Monday, February 09, 2009

Day 11 - Mapled nuts

So, I think you can probably do these with any nuts, but in our house, we are a fan of mapled pecans. This adventure in sweetening nuts began a while ago when they started showing up at fancy grocery stores and on fancy salads at fancy prices. Youll find lots of "seasoned" nut recipes on the internet, so search away. Since, I try to simplify things these days, my version of sweetened nuts go like this.

Good quality maple syrup - at least 1/2 cup

2 cups of pecans, whole pieces

pinch of salt

  • Toast pecans in oven at 350C for about 10 minutes, watch so they don't burn.

  • Pour maple syrup over the nuts to coat. You don't what to be chintzy here. You will see a pool of syrup on your tray.

  • Bake in over for 10 minutes or until the syrup starts to bubble.
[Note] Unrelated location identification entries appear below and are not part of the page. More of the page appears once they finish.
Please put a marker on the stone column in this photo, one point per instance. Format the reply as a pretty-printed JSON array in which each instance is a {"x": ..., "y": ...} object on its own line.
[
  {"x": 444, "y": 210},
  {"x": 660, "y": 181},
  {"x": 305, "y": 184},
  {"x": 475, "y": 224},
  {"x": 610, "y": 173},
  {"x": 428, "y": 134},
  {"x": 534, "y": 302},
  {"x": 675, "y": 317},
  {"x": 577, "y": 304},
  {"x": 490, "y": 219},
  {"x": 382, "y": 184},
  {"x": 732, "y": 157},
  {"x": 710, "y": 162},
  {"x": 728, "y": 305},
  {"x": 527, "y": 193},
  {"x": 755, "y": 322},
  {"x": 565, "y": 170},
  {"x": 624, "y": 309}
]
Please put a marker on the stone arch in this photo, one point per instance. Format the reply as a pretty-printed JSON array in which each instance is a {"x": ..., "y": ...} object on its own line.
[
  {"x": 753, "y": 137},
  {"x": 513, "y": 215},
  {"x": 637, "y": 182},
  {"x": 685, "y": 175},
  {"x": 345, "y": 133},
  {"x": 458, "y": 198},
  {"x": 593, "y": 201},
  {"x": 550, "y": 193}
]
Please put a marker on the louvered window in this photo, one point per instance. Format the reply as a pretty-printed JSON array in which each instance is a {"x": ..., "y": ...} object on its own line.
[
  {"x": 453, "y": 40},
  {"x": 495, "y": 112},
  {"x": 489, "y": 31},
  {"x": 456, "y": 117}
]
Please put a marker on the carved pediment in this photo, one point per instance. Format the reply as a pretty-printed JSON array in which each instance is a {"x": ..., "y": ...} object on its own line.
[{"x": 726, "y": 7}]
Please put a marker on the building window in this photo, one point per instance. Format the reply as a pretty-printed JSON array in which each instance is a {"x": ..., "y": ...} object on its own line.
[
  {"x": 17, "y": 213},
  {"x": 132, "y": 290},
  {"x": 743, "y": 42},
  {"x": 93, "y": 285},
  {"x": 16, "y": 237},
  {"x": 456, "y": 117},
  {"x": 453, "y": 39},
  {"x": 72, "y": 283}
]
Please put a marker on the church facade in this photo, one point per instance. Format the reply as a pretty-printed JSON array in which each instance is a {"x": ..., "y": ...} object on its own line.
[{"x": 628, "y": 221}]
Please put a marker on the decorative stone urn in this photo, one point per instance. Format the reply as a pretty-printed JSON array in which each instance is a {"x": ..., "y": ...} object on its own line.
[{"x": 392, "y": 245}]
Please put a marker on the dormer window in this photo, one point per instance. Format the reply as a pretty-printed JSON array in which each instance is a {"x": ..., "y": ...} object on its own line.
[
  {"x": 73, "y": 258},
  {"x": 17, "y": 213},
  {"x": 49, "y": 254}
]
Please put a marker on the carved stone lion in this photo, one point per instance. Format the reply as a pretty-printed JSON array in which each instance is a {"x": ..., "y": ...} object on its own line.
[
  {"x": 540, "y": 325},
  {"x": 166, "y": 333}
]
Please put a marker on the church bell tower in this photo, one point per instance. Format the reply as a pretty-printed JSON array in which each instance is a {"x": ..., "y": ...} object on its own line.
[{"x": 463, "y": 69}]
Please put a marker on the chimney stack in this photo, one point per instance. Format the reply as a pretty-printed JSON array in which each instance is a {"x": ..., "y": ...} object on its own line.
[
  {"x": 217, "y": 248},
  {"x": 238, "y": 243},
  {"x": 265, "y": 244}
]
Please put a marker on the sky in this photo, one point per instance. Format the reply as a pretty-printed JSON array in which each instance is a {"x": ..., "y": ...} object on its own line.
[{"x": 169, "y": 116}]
  • Using a spatula, turn the nuts and return to the over for another 5-10 minutes. If you have to do something else, turn off the oven and you can leave the nuts in there.

  • Let nuts cool and then crack them apart. When cooled, they should be brittle. The nuts will have stuck together but once they are cooled, you can crack them apart if you just want one or two. If they are not sweet enough or crunchy enough, just pour another 1/4 syrup and return to over again.

I store the nuts in the freezer to keep fresh and also so that they don't get eaten too quickly. These nuts are great plain as a snack or on a salad or however you want. I've also given them as hostess gifts.

I have found that you will get a different flavour with different grades of maple syrup and when you use different amounts of syrup. Again, no need to overdo it, but don't underdo it.